VATICAN CITY, JUNE 25, 2007 (Zenit.org).- The 16th-century building that houses the Vatican Library has serious structural problems, which are forcing the institution to close for a three-year restoration project.

Library officials had attempted to avoid closing the library, moving some 300,000 volumes away from places where the concrete is weakening. However, experts determined that the restoration project could no longer be delayed.

Officials will take advantage of the restoration time and reorganize the library's collections. The building will also have air conditioning and elevators installed.

In a June 13 article in L'Osservatore Romano, Bishop Raffaele Farina, formerly the prefect of the library and now the Vatican archivist and librarian, said that news of the closing was received by scholars "with great surprise."

Bishop Farina added that the news was given an erroneous spin when it was originally released a few months ago and broadcast by an English-language radio station.
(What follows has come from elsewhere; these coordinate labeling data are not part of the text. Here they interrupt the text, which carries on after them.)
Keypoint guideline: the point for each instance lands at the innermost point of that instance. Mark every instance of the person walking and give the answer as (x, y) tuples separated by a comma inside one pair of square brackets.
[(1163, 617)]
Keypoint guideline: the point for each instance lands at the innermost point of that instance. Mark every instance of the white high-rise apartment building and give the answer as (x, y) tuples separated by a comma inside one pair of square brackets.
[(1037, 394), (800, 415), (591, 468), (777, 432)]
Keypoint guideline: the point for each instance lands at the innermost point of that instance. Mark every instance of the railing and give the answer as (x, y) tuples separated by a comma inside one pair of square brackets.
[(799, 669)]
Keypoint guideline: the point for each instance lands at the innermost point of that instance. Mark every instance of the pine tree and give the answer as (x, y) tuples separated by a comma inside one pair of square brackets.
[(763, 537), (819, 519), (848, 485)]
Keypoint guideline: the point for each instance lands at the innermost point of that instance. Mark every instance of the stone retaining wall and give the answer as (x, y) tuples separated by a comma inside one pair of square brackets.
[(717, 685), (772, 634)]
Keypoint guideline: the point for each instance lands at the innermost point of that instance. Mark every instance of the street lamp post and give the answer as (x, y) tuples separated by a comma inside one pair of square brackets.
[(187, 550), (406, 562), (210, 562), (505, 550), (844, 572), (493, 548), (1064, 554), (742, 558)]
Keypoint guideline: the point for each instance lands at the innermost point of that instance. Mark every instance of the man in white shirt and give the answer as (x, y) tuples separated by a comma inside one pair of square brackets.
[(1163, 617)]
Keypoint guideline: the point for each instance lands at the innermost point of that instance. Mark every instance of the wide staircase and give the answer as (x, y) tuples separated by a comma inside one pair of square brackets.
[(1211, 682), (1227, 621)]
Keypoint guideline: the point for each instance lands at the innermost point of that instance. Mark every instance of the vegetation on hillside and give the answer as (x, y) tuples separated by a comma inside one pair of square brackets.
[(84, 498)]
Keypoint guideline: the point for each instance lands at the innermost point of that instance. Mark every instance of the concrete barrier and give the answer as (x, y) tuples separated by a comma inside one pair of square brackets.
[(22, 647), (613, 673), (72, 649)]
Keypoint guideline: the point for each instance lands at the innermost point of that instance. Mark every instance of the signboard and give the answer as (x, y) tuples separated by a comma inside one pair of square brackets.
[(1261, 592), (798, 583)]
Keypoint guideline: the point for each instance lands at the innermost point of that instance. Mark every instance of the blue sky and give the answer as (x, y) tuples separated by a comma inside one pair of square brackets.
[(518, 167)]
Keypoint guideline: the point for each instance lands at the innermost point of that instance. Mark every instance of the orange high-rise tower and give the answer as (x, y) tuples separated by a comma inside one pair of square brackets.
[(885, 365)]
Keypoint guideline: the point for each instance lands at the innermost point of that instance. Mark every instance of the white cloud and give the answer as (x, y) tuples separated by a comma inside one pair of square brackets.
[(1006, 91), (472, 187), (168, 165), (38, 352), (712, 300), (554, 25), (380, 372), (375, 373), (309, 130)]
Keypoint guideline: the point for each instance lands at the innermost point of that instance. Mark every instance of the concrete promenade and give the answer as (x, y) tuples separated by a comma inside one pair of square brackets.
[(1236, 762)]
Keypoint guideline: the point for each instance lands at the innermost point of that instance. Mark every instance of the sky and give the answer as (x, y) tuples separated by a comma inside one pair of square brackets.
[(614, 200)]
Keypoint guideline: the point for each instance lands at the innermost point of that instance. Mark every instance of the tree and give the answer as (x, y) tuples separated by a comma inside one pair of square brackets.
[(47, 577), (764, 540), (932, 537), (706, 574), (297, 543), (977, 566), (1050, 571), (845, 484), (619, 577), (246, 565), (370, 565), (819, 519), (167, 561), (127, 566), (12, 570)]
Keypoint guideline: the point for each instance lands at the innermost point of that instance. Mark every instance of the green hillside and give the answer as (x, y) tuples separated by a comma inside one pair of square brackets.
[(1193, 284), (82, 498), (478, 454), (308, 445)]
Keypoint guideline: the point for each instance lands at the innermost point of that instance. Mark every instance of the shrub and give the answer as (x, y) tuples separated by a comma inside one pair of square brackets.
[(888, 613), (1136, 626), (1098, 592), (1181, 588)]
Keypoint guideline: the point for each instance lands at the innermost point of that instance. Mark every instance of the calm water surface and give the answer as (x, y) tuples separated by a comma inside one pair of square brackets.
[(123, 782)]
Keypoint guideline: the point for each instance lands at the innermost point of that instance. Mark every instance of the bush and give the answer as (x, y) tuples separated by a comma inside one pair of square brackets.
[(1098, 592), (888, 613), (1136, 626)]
Certain reports presented the length of the restoration as drastic. But the bishop cited similar projects undertaken by other libraries, such as the Library of St. Ambrose in Milan, which has been closed for restoration for seven years.

"The problems of the Vatican Library are caused by the building's age and by the limited space for the library's contents and its personnel," Bishop Farina explained.

Continued services

To ensure the continuation and increase of services during the period of the library's closure, researchers can begin in April 2008 to consult an on-line catalog, contact library officials by e-mail, obtain photographic reproductions (photocopies, microfilm and slides) and digital images of manuscripts and prints, the bishop said.
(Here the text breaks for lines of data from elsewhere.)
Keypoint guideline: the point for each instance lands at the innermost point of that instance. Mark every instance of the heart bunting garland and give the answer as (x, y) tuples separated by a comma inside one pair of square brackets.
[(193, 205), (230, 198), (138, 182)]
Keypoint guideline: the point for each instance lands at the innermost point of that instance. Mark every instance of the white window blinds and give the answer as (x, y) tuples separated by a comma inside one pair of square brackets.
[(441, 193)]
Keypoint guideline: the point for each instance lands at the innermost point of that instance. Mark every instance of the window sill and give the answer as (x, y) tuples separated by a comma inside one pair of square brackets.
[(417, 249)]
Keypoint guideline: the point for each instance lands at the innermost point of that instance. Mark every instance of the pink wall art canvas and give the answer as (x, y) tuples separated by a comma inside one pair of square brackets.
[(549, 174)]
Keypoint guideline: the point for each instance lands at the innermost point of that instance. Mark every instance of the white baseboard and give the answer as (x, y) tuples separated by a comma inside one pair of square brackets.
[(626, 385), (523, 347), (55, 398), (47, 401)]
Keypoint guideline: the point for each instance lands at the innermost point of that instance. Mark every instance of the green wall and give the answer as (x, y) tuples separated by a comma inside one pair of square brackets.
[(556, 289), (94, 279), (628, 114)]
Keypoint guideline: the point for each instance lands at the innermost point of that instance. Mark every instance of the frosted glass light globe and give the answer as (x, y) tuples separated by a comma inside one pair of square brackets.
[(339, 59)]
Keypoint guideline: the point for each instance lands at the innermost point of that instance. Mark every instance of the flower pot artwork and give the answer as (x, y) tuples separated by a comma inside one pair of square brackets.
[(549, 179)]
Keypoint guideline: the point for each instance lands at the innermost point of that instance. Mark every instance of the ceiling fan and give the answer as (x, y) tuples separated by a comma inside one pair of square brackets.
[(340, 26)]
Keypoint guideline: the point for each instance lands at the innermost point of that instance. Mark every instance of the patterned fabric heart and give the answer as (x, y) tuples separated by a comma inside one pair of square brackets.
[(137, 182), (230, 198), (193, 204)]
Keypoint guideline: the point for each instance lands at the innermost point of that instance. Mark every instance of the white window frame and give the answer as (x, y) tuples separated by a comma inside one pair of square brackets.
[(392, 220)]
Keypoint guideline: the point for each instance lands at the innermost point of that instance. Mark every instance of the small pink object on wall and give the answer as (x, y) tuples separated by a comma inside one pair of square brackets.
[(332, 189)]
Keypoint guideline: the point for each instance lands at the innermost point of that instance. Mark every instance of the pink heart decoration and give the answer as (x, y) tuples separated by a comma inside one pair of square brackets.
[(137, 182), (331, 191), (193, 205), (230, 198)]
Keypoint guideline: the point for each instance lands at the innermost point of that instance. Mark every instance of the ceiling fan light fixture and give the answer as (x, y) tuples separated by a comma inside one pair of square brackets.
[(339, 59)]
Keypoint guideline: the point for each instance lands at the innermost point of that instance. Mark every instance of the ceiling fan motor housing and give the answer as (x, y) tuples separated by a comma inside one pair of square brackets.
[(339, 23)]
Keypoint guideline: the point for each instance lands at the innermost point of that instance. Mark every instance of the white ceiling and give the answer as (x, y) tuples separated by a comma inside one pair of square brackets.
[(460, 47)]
Moreover, many of the library's books were moved to a temporary location and copies of the manuscripts and ancient books will be available through photographic reproduction for researchers.

"People in the United States have the possibility to consult the Vatican Film Library at St. Louis University in Missouri, which houses more than 37,000 microfilms of manuscripts of our library," Bishop Farina added.

He pointed out that "the work to be done over the next three years will ensure that any future work to be done will not require the library to close down."

Painful but necessary

The 73-year-old bishop added that "the Vatican Library is closing in order to improve the work of scholars and library personnel for decades to come; the closure, painful but necessary, is being done with a view to better serve the work of study, which is the vocation of the Vatican."

Pope Nicholas V founded the library in 1450 as a place to house his personal collection, comprised of hundreds of manuscripts.

In June 1475, with the papal bull "Ad Decorum Militantis Ecclesiae," Pope Sixtus IV gave the library juridical status, providing it with funds and personnel. In 1587, Pope Sixtus V commissioned Italian architect Domenico Fontana to design a building for the library, which is the one still used today.

The mission of the library, according to Pope John Paul II's 1988 apostolic constitution "Pastor Bonus," is to serve "this great instrument of the Church for the development, conservation and spread of the culture."

Today, the Vatican Library houses 1,600,000 ancient and modern books; 8,300 printed documents, including 65 parchments; 150,000 manuscript codes and archive papers; 300,000 coins and medals; and some 20,000 works of art.

Among the most notable works is the "Codex Vaticanus," the most ancient known manuscript of the Bible.